La mano de Esporo se extraviaba. Kaeso se levantó bruscamente…
—¡No me gustan los hombres! ¡Haría una excepción por el Príncipe…, guiado, como tú, por una pasión de orden superior! No me pidas más.
—Entonces, no te retengo…
Después de haber ofendido a Nerón, Kaeso había ofendido a Esporo, y sus finanzas estaban en las últimas. Antes de abandonar el Palatino, pasó por la sede de los augustiniani para conseguir el máximo adelanto posible sobre su paga, pero tropezó con una mala voluntad casi descortés. Los augustiniani hacían cola en materia de adelantos como los poetas ante los libreros, y para ser escuchado hacia falta una protección especial de la que Kaeso carecía en ese momento. Con una palabra, el Príncipe había expulsado a Kaeso fuera de su sol.
El muchacho paseó por los Foros hasta mediodía, reflexionando con amargura y angustia en todas sus contrariedades e intentando determinar lo que todavía estaba en su poder para sacar a Selene del enredo.
Cuanto más andaba entre la multitud abigarrada y chillona, sordo a todo lo que no fueran sus pensamientos, más se le aparecía en toda su escandalosa crudeza esta sorprendente verdad: la cascada de infortunios que lo había arrastrado desde que abandonó las faldas de su madre para emprender una carrera digna de si, tenían su único origen en la permanente concupiscencia de que era objeto. Los ojos brillantes de Marcia, los turbios de Silano, los efebos de Atenas, Nerón en Roma, y Turpilio, y Esporo, y muchos otros… todo el mundo parecía haberse puesto de acuerdo para perseguirlo. Y el único amor que él había encontrado hasta entonces, perseguido a su vez hasta acabar entre las patas de un asno, Selene, para llamarla por su nombre, estaba asqueada del amor hasta el punto de permanecer casi insensible a sus declaraciones. ¿Acaso Pablo de Tarso tenía razón al considerar todos los amores profanos, tanto los peores como lo mejores, una pérdida de tiempo, un derroche de energía más o menos fútil?

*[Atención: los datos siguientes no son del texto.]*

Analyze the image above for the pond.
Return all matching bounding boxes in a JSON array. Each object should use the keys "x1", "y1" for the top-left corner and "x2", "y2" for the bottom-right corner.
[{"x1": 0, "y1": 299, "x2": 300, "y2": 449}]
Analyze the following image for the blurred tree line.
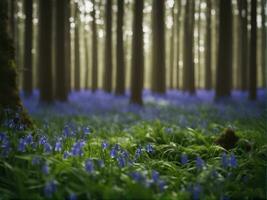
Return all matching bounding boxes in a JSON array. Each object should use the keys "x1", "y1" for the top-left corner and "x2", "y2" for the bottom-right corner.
[{"x1": 0, "y1": 0, "x2": 266, "y2": 109}]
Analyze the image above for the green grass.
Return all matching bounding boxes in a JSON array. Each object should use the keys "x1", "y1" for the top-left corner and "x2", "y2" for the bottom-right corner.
[{"x1": 0, "y1": 102, "x2": 267, "y2": 199}]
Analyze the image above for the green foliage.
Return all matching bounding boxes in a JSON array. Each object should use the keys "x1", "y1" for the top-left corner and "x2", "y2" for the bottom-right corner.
[{"x1": 0, "y1": 108, "x2": 267, "y2": 199}]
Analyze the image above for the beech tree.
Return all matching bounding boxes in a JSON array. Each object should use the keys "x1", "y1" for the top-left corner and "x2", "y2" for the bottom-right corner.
[
  {"x1": 23, "y1": 0, "x2": 33, "y2": 96},
  {"x1": 0, "y1": 0, "x2": 32, "y2": 127},
  {"x1": 130, "y1": 0, "x2": 144, "y2": 105},
  {"x1": 39, "y1": 0, "x2": 54, "y2": 103},
  {"x1": 215, "y1": 0, "x2": 232, "y2": 99},
  {"x1": 152, "y1": 0, "x2": 166, "y2": 93}
]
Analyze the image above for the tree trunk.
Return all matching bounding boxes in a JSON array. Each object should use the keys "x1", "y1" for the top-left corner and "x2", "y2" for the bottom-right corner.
[
  {"x1": 169, "y1": 3, "x2": 175, "y2": 89},
  {"x1": 130, "y1": 0, "x2": 144, "y2": 105},
  {"x1": 74, "y1": 3, "x2": 81, "y2": 91},
  {"x1": 83, "y1": 30, "x2": 89, "y2": 90},
  {"x1": 249, "y1": 0, "x2": 257, "y2": 100},
  {"x1": 261, "y1": 0, "x2": 267, "y2": 88},
  {"x1": 152, "y1": 0, "x2": 166, "y2": 93},
  {"x1": 0, "y1": 0, "x2": 33, "y2": 128},
  {"x1": 205, "y1": 0, "x2": 212, "y2": 90},
  {"x1": 183, "y1": 0, "x2": 195, "y2": 95},
  {"x1": 92, "y1": 0, "x2": 98, "y2": 92},
  {"x1": 55, "y1": 0, "x2": 68, "y2": 101},
  {"x1": 197, "y1": 0, "x2": 201, "y2": 88},
  {"x1": 176, "y1": 1, "x2": 182, "y2": 89},
  {"x1": 65, "y1": 0, "x2": 71, "y2": 92},
  {"x1": 215, "y1": 0, "x2": 232, "y2": 99},
  {"x1": 238, "y1": 0, "x2": 248, "y2": 91},
  {"x1": 115, "y1": 0, "x2": 125, "y2": 95},
  {"x1": 23, "y1": 0, "x2": 33, "y2": 96},
  {"x1": 39, "y1": 0, "x2": 53, "y2": 103},
  {"x1": 104, "y1": 0, "x2": 113, "y2": 92}
]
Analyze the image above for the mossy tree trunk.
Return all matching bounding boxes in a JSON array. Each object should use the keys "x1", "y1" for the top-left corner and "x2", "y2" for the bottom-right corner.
[
  {"x1": 23, "y1": 0, "x2": 33, "y2": 96},
  {"x1": 115, "y1": 0, "x2": 125, "y2": 95},
  {"x1": 130, "y1": 0, "x2": 144, "y2": 105},
  {"x1": 215, "y1": 0, "x2": 232, "y2": 99},
  {"x1": 152, "y1": 0, "x2": 166, "y2": 93},
  {"x1": 0, "y1": 0, "x2": 32, "y2": 127},
  {"x1": 238, "y1": 0, "x2": 248, "y2": 91},
  {"x1": 74, "y1": 3, "x2": 81, "y2": 91},
  {"x1": 176, "y1": 1, "x2": 182, "y2": 90},
  {"x1": 169, "y1": 3, "x2": 175, "y2": 89},
  {"x1": 55, "y1": 0, "x2": 68, "y2": 101},
  {"x1": 183, "y1": 0, "x2": 195, "y2": 95},
  {"x1": 103, "y1": 0, "x2": 113, "y2": 93},
  {"x1": 38, "y1": 0, "x2": 54, "y2": 103},
  {"x1": 249, "y1": 0, "x2": 257, "y2": 100},
  {"x1": 205, "y1": 0, "x2": 212, "y2": 90},
  {"x1": 92, "y1": 0, "x2": 98, "y2": 92}
]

En todo caso, Pablo tenía la suerte de no ser hermoso, de no tener que hacer muchos esfuerzos para defender su extraordinaria virtud.
Lo que Kaeso no podía ganar mediante sus encantos, tenía que conquistarlo por las armas. Como a todos aquellos que tocaban fondo, el mundo de los gladiadores le ofrecía sus mortales besos; el atractivo del rápido lucro y la gloria que trastornaba a las muchachas. Incluso una Selene miraría a Kaeso con ojos más dulces si le debía la vida a su valor.
Kaeso volvió al pequeño ludus de la Vía Apia y, después de comer, Eurípilo le entregó una recomendación para uno de los lanistas más famosos del Príncipe, en el gran ludus del Caelio.